Join Log in
Score:0
uday avatar Server

How to use acr secret saved in azure vault for image pull?

ke flag
uday

With azure vault and csi driver, able to create secrets and access them as single files in container.

I followed this approach to create basic secrets.

Can accessible the secrets from the container as secret files inside it.

But, when I tried to create a secret from it and use the same for imagePull, it is not working..

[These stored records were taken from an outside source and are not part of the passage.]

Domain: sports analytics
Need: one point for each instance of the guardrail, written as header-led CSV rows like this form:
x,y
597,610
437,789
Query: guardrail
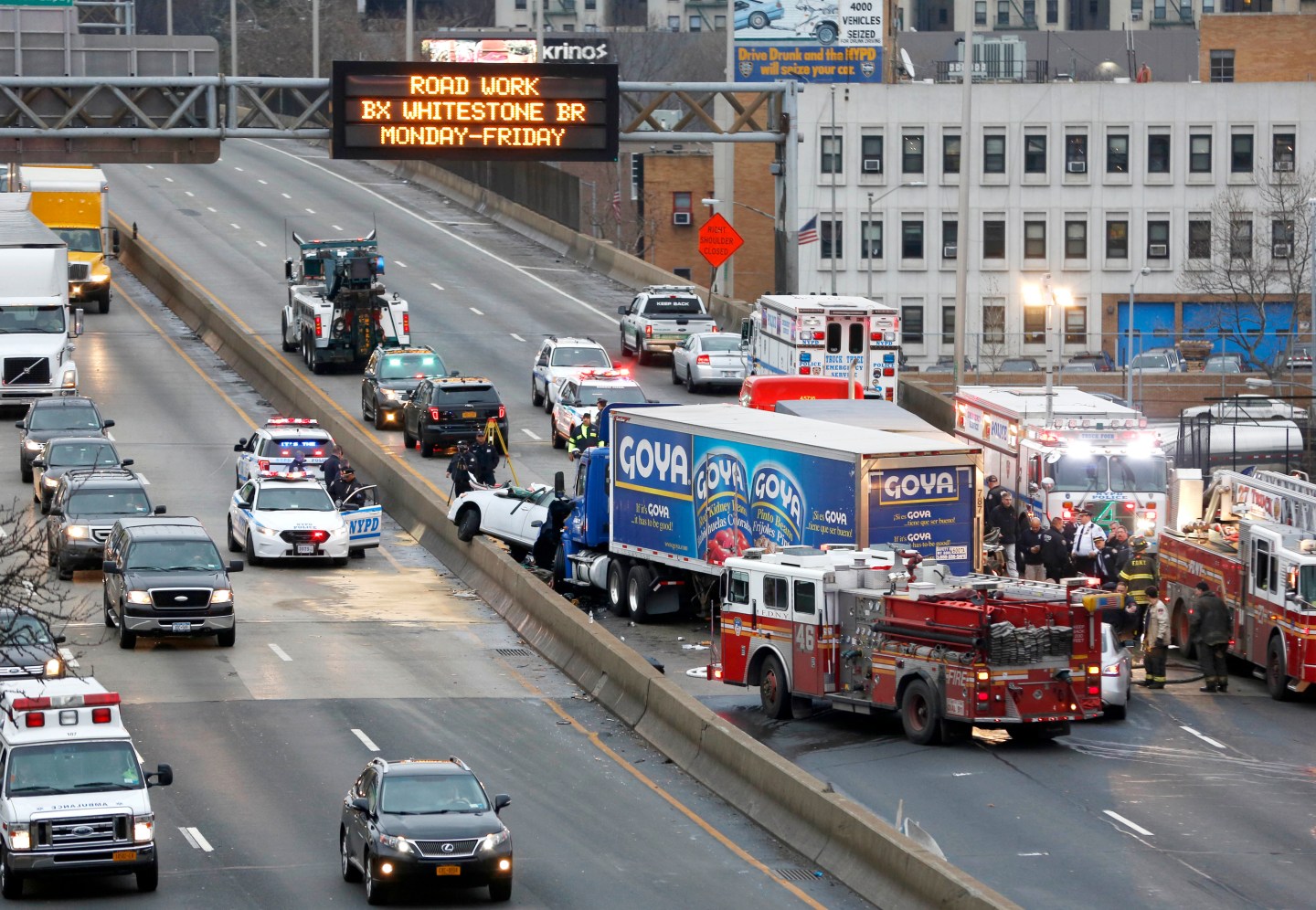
x,y
846,839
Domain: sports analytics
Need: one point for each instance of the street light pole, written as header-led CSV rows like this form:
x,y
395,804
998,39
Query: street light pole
x,y
1128,362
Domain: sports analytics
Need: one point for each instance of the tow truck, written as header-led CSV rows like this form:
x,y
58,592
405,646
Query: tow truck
x,y
1255,544
338,312
949,654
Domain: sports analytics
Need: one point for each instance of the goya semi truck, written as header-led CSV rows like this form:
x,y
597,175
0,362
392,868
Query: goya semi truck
x,y
679,490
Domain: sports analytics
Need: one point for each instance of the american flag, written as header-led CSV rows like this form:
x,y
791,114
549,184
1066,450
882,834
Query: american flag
x,y
810,232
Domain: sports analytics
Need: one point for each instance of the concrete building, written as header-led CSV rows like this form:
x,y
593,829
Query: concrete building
x,y
1085,182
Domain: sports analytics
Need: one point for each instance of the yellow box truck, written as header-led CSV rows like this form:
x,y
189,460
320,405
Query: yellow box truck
x,y
74,203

apiVersion: secrets-store.csi.x-k8s.io/v1alpha1
kind: SecretProviderClass
metadata:
  name: azure-kvname
  namespace: default
spec:
  provider: azure
  secretObjects:
  - secretName: acr-test
    type: kubernetes.io/dockerconfigjson
    data:
     - objectName: martrepo
       key: .dockerconfigjson
  parameters:
    usePodIdentity: "false"
    useVMManagedIdentity: "false"
    userAssignedIdentityID: ""
    keyvaultName: "secret-store-dummy"
    objects: |
      array:
        - |
          objectName: secret1              
          objectType: secret
          objectVersion: ""
        - |
          objectName: martrepo              
          objectType: secret
          objectVersion: ""    
    tenantId: "f33abe27-86cd-46d6-ae2b-b918362ab160"

---
kind: Pod
apiVersion: v1
metadata:
  name: busybox-secrets-store-inline
spec:
  containers:
  - name: busybox
    image: k8s.gcr.io/e2e-test-images/busybox:1.29
    command:
      - "/bin/sleep"
      - "10000"
    volumeMounts:
    - name: secrets-store-inline
      mountPath: "/mnt/secrets-store"
      readOnly: true
  volumes:
    - name: secrets-store-inline
      csi:
        driver: secrets-store.csi.k8s.io
        readOnly: true
        volumeAttributes:
          secretProviderClass: "azure-kvname"
        nodePublishSecretRef:                       # Only required when using service principal mode
          name: secrets-store-creds

The above acr-test secret, I tried to use in deployment of an app at imagePullSecrets, but it didn't wotk as the events showing issues with pulling the image.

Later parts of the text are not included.